One that has history behind it, would likely carry the big match feel that the Mania main event has to have, and would have a pretty damn high likelihood of being pretty damn good. Those guys had a vicious feud that was never settled, and with both set to come off of their respective injuries right as the lights from the road to WrestleMania start glimmering in the distance, the stage could be set to wage the opening salvo of what will most likely become the next great feud in the business, as well as the first of probably more than one main event nods for the duo at the biggest show of the year. Nice dude, comes in all the time. He wandered around and got his various shit, while I eyed the clock in Wine recipe of closing in about five minutes. Then the dude in the ski mask comes in and points a gun at me. Dude buying his Sprite and Twinkies literally pissed himself.

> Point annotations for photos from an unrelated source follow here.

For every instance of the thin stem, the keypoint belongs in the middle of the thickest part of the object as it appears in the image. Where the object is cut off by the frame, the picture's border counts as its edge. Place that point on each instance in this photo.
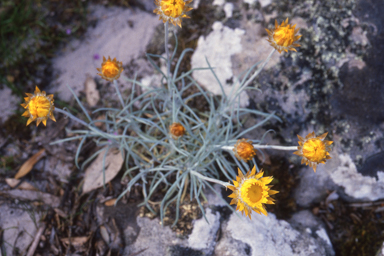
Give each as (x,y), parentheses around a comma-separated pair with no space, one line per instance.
(259,69)
(288,148)
(118,93)
(225,184)
(167,53)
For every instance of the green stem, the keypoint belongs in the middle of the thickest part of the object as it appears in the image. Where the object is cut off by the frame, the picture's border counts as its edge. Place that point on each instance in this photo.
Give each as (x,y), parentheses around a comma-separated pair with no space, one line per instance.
(288,148)
(225,184)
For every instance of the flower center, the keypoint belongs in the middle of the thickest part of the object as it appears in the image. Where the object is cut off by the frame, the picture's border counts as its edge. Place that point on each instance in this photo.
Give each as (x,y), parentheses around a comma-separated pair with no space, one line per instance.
(39,106)
(314,150)
(110,69)
(251,192)
(284,36)
(172,8)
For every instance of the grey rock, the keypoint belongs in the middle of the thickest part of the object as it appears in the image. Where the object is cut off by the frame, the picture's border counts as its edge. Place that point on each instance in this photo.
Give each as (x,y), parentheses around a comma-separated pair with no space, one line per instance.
(18,224)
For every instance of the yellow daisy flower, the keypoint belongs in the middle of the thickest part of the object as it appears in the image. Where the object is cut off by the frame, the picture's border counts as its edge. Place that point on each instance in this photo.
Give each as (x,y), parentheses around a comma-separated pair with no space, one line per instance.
(110,69)
(283,37)
(38,107)
(176,130)
(172,10)
(244,150)
(314,150)
(251,192)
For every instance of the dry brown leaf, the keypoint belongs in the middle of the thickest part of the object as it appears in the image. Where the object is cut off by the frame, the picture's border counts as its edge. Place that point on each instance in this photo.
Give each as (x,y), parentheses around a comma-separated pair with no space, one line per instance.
(110,202)
(29,195)
(28,165)
(60,213)
(24,185)
(104,234)
(94,174)
(77,242)
(91,92)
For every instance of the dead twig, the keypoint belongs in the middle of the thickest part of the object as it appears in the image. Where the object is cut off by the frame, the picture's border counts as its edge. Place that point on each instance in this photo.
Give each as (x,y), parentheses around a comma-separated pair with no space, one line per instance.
(35,242)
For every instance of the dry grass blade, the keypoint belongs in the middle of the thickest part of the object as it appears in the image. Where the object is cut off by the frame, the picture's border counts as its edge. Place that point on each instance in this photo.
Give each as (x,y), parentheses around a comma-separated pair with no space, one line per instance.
(24,185)
(46,198)
(28,165)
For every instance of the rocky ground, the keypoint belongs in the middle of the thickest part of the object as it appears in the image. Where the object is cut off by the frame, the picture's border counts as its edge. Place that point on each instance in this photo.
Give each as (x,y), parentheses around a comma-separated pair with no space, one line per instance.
(334,84)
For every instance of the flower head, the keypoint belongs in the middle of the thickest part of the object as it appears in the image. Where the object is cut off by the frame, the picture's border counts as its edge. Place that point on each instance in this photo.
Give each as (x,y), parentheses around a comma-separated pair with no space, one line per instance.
(172,10)
(251,192)
(38,107)
(244,150)
(110,69)
(283,37)
(314,150)
(176,130)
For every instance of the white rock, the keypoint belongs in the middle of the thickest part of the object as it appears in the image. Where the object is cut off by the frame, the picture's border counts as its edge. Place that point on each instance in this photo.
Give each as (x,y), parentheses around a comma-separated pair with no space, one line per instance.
(18,227)
(217,48)
(265,3)
(218,2)
(250,1)
(196,4)
(153,239)
(356,185)
(228,9)
(120,33)
(268,236)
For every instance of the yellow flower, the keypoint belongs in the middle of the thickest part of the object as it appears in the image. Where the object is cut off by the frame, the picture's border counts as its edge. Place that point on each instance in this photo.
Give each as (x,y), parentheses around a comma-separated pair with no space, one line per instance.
(244,150)
(172,10)
(251,192)
(38,107)
(283,37)
(176,130)
(314,150)
(110,69)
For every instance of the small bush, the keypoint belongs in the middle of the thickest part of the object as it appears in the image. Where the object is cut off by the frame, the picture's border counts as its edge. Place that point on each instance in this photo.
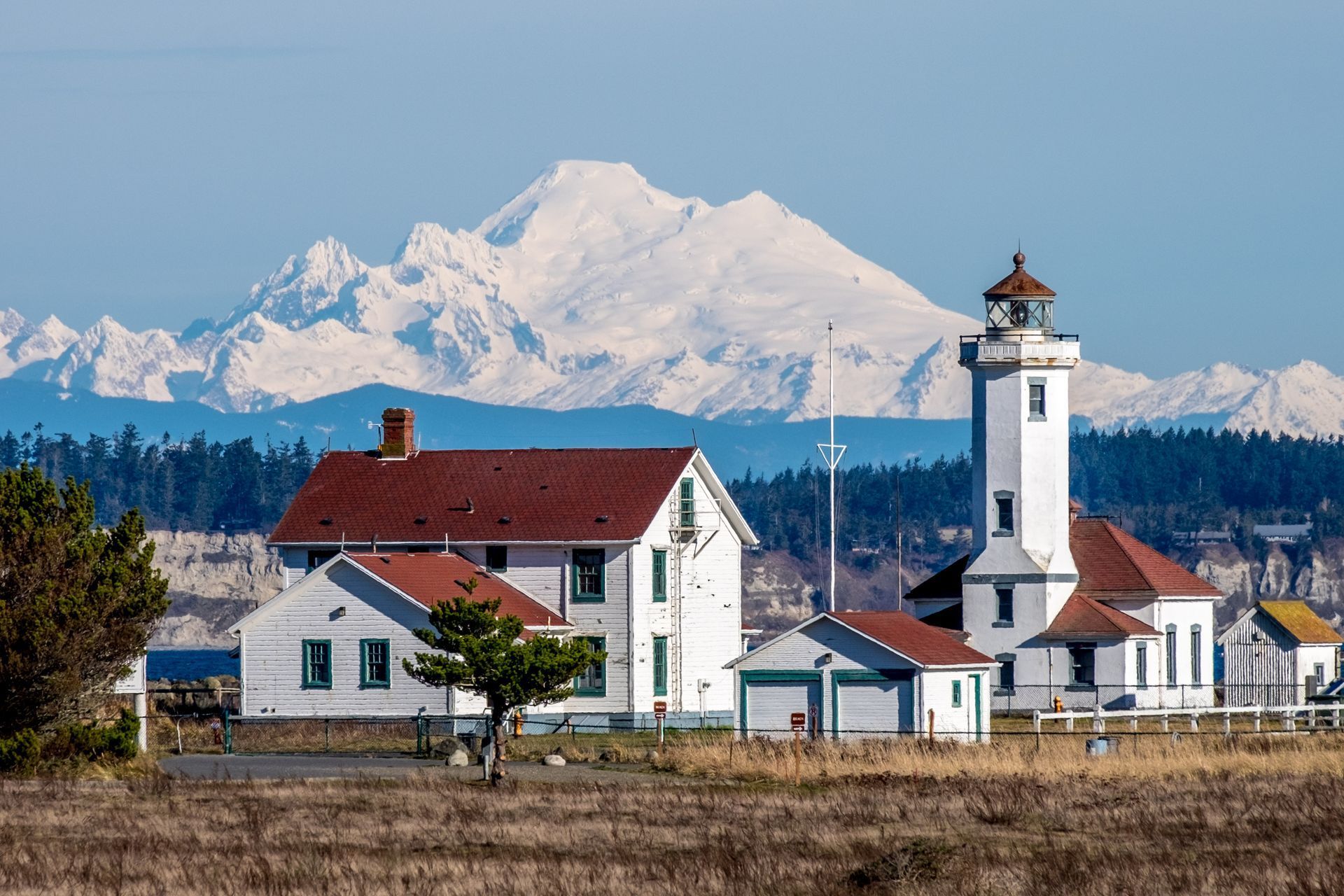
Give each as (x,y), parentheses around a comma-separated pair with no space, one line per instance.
(918,862)
(19,754)
(90,742)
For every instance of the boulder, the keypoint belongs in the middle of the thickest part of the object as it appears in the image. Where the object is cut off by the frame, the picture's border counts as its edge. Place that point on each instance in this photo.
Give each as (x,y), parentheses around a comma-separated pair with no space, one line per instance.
(445,747)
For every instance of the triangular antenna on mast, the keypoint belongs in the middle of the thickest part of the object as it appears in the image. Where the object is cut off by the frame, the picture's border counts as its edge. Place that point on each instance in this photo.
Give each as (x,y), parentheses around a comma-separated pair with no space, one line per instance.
(832,453)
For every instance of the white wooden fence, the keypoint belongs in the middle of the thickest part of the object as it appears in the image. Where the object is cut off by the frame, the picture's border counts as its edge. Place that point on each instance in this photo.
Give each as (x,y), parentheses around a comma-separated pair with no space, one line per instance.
(1328,716)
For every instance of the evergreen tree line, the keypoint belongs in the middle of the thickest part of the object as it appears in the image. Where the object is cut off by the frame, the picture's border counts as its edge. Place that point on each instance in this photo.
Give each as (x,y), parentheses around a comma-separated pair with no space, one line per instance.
(1156,484)
(192,484)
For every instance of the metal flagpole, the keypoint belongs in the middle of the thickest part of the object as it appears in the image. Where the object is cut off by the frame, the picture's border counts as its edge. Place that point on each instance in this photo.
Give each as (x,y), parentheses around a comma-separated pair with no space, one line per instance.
(832,457)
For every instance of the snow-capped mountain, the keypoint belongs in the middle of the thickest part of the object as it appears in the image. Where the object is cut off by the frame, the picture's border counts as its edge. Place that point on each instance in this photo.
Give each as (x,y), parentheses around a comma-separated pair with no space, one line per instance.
(23,343)
(593,288)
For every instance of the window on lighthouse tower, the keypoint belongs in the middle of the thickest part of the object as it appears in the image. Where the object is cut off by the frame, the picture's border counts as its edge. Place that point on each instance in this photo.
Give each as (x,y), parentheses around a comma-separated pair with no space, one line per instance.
(1003,504)
(1037,400)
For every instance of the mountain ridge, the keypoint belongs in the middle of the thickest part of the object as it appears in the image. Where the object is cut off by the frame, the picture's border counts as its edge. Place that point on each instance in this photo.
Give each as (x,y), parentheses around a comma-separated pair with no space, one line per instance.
(592,288)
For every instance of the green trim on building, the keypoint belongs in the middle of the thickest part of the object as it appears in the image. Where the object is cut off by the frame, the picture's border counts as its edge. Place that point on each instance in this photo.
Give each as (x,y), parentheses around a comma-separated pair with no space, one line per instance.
(368,680)
(660,577)
(660,666)
(309,679)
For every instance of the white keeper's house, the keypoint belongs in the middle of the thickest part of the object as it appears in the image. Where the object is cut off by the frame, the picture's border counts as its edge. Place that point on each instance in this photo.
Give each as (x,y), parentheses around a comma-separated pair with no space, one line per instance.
(1069,606)
(638,551)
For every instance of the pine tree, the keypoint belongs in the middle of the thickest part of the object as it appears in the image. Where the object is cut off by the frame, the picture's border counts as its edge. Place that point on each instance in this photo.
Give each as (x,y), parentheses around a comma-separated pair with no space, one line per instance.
(484,654)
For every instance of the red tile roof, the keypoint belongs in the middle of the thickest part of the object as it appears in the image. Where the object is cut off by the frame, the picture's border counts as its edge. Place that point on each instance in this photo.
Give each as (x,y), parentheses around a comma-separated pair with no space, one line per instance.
(1081,617)
(545,495)
(1114,564)
(430,578)
(923,643)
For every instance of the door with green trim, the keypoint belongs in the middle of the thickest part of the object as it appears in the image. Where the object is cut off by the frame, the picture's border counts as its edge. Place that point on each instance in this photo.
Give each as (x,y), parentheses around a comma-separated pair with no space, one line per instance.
(974,703)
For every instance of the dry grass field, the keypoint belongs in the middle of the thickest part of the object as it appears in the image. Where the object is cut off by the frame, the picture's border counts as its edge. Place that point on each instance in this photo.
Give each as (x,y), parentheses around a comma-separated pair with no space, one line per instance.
(1058,757)
(1227,833)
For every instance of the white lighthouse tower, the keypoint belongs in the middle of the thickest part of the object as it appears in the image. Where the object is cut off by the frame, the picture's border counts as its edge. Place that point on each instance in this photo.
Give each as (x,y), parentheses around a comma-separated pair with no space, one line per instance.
(1021,570)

Robber dude asks for the money, I tell him to hold on because we just got new History spain and shit and I don’t know how to open the shit, and he starts getting antsy. The number of the beast by iron maiden I, in the meantime, am all cool and calm and collected, for some fucked up reason.
And thus ended my good night. Maybe at least making an attempt at accomplishing more in life than simply bragging about how fucking hard they are. I’ll shut up now and go about my business. Which, this evening, would be popping that bottle of wine and watching Eric Draven shoot a bunch of Shure wireless microphone. Ironic, no I do hope that you guys enjoyed at least most of this. I truly did greatly enjoy answering those questions, as I always do, and encourage you fine folks to send more my way as you feel fit.
If you’re a member of the forums, you can do so either by Private Message or by hitting up my. You can hit me up via email at. All emails will be replied to in some fashion, be it through the usual method or by having your Christopher nolan included in this here column.
Be sure to let me know what you want to be called and all that. If some asshole with a tiny dick and a fetish for acting like a gangsta doesn’t bust a cap in my ass, that is. The playlist tonight ends, appropriately enough, with Big Empty by Stone Temple Pilots. Until whenever it is that we meet again, I ask you to remember what I’m trying so very hard to keep in mind at this very moment It can’t rain all the time. .
Home > About This Post
This entry was posted by rickj on Friday, October 31st, 2008, at 5:31 am, and was filed in Suck fucking dick.
Subscribe to the
RSS 2.0 feed for all comments to this post.